HDF5.jl
HDF5.jl copied to clipboard
Automatic h5_garbage_collect() garbage collection
Good afternoon,
There might be a memory leak in HDF5, related to using driver=Drivers.Core(; backing_store=false).
I created a reduced exampled that can be reproduced as follows:
- generate a docker file including HDF5
# build with -> docker build -t hdf5test:1.0 .
FROM julia:1.11.2
RUN julia -e "import Pkg; Pkg.add([\"HDF5\", \"H5Zblosc\"])"
ENTRYPOINT ["julia"]
- run the following code in the docker container (e.g., run
sudo docker run -it --memory=500m hdf5test:1.0and copy the code ), it will be killed for OOM reason sooner or later
using HDF5
function main()
while true
h5open("abc.h5", "w"; driver=Drivers.Core(; backing_store=false)) do fid
fid["M"] = randn(1000, 1000)
return Vector{UInt8}(fid)
end
# GC.gc() # enabling or diabling doesnt change much
end
return nothing
end
main()
The container memory will immediately jump close to the limit and stay there for a while, for higher memory cap, it will take longer for the container to be killed.

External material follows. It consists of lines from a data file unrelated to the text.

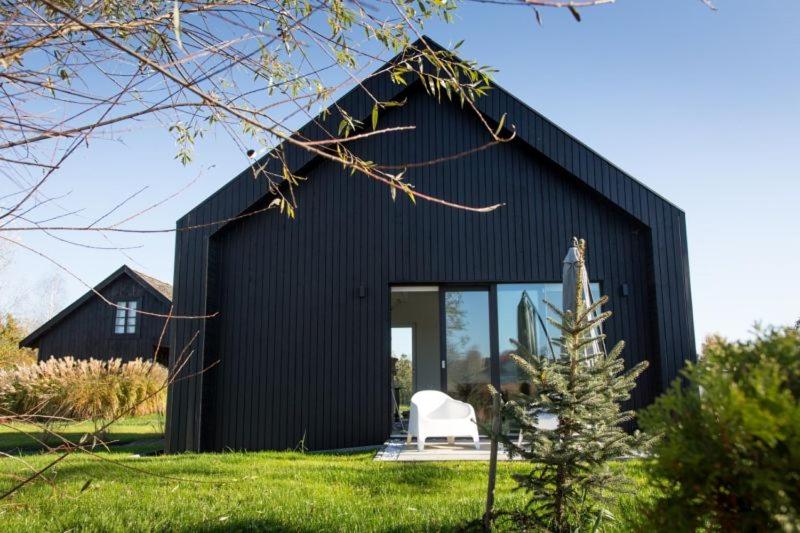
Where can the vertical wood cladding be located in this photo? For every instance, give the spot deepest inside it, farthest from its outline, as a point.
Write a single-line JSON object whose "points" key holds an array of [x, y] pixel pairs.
{"points": [[88, 330], [297, 354]]}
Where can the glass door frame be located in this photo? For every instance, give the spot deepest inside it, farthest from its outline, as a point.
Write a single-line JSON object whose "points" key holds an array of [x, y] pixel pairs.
{"points": [[494, 344]]}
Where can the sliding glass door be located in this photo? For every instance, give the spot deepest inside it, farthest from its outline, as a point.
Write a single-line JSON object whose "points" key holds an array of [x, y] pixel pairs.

Once the container is killed, to be sure it was due to memory, you can docker inspect <containerid>
Best regards, Christian Dengler
Could you see if invokingHDF5.API.h5_garbage_collect() helps?
https://github.com/JuliaIO/HDF5.jl/blob/master/src%2Fapi%2Ffunctions.jl#L67
I did a quick test, including this in the loop seems to stabilize the memory usage. I guess this is not a bug then? Or should this be called automatically somehow?
I would consider this to be a workaround for now.
I need to investigate further how well this is documented upstream in HDF5 itself, and when would be appropriate to call this automatically.
Perhaps a HDF5.gc() would br warranted if this is needed to be called by the a user.
Ok, Ill keep this ticket open in that case
Ideally we should call this when the Julia GC is invoked, but we probably don't want to call it every time an object is freed.
One way to do this would be to add a callback into the Julia GC (so it gets called after the Julia GC is invoked). This can be done by calling jl_gc_set_cb_post_gc with a function pointer. The downside is that we can't call actual Julia code, so we would have to write a C shim around it. This is what I did for NVTX.jl:
https://github.com/JuliaGPU/NVTX.jl/blob/main/src/julia.jl
In this case with the do syntax, I think we could call thr HDF5 GC when closing the "file" when we know that file is backed by allocated memory.
Can I help somehow with this issue? I'd like MAT.jl to be in a good state.
Can I help somehow with this issue? I'd like MAT.jl to be in a good state.
Could you see if invoking HDF5.API.h5_garbage_collect() helps?
I'm not sure if the issues are linked. The next step would be to create the high level function.